Wind River is offering customers a helping hand. The company is building software to enable virtualization on servers installed in factories and to orchestrate jobs between the factory and the cloud. It is also focused on industrial software modeled on Titanium, which enables network-function virtualization in telecommunications. It would be bundled with Wind River’s Linux and VxWorks operating systems.

Growing up in the industrial sector gives Wind River an advantage over cloud computing firms like Microsoft and Amazon, which have encroached on its business with software to connect factory sensors and other devices to services running on the cloud. The privately-held company is also fighting the growing use of open-source operating systems including FreeRTOS in the embedded space.

Wind River, which employs more than 1,200 people worldwide and earned revenues of more than $350 million in 2009, has been in business a long time. Founded in 1981, the company sells software to industrial heavyweights like Rockwell Automation, Schneider Electric and Kuka Robotics. But after Intel’s $884 million acquisition in 2009, it ran into stumbling blocks.

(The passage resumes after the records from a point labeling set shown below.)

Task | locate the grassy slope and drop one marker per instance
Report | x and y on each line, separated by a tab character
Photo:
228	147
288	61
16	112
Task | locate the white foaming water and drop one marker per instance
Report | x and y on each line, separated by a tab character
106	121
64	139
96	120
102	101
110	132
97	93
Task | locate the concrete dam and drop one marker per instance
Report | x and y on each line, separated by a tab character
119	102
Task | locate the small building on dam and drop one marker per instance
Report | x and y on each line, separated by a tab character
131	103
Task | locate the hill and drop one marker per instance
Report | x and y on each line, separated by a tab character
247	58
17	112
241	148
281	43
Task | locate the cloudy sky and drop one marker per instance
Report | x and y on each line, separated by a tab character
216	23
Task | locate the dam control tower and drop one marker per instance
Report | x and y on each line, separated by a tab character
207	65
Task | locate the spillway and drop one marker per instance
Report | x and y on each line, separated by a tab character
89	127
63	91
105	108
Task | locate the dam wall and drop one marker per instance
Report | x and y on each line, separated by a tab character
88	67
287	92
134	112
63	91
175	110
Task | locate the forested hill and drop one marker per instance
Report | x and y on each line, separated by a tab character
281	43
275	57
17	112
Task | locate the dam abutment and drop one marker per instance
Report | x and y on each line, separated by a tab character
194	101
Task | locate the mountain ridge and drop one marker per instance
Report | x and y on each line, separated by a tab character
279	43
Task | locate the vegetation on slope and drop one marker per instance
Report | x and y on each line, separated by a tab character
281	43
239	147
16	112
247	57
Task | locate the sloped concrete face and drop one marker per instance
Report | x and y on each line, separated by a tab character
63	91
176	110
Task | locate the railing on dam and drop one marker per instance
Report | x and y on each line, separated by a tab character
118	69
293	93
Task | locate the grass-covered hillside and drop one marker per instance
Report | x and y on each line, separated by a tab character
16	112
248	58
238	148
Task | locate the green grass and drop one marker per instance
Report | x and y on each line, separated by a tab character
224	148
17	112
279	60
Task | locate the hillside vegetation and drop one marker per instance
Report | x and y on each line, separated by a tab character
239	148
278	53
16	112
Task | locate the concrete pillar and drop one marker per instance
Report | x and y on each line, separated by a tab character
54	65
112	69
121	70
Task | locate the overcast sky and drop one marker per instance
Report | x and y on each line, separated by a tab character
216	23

“Our needs were so different, our go-to-market strategies were so different, and success was measured so differently,” Douglas, who was promoted to president in 2015, said. “There were strategic investments we made for Intel that didn’t exactly line up with what we were trying to achieve,” he added. “In some cases, we were extending beyond our core value proposition.”

The subsidiary was fighting its instincts under both chief executive Paul Otellini, who was in charge when it was acquired, and Brian Krzanich, who was chief executive when the sale was announced in April. Wind River—which holds more than 20- and 50-percent market share in commercial real-time operating systems and embedded Linux, respectively—was only integrated into Intel’s Internet of Things group in 2016.

Now Wind River more breathing room to grow and reinvest in product development. “We can focus tighter around what we know and what we know well,” Douglas said, adding that it will continue to collaborate with Intel. When the deal was announced, Tom Lantzsch, Intel’s senior vice president of the Internet of Things group, said “Wind River will remain an important ecosystem partner.” The financial terms were not disclosed.

As an independent company, Wind River can also make more aggressive deals. When Intel could put “an investment dollar in silicon versus an investment dollar in our commercial operations, silicon was going to win out every time,” Douglas told Electronic Design. Without going into detail about possible targets, he said that “we were exceedingly limited in what kind of deals were could consider.”

Douglas likens what will happen in factories to what has happened in software-defined networking. The telecom industry is shifting over to “white box” switches that run on off-the-shelf processors and customers can alter after installing them in data centers. That has tightened the screws on networking companies like Cisco and Juniper Networks, which depend on “black box” hardware paired with their custom software.

Vendors of industrial control hardware need to follow the same “white box” route so that customers “can constantly alter the infrastructure at a factory and improve it over time rather than just hope it doesn’t break,” Douglas told Electronic Design. Bonus points: security patches can be installed and reinstalled over the lifetime of a factory machine or connected vehicle.

Douglas firmly believes that current safety standards for factory robots and automatic emergency car brakes aren’t anywhere they need to be with security. The number of Wind River customers concerned about security has “radically amplified” in recent years. “You can’t be safe if you’re not secure, and you can’t be secure if you’re not safe,” he added.

Other challenges could be more persistent. One major question is whether the industrial sector can attract enough programmers to support billions of connected devices in factories. “The overwhelming majority are optimizing code for hardware or writing control algorithms today,” Douglas told Electronic Design. “[The industry] will significantly need to add folks that can write applications and services, as well as develop machine learning algorithms.”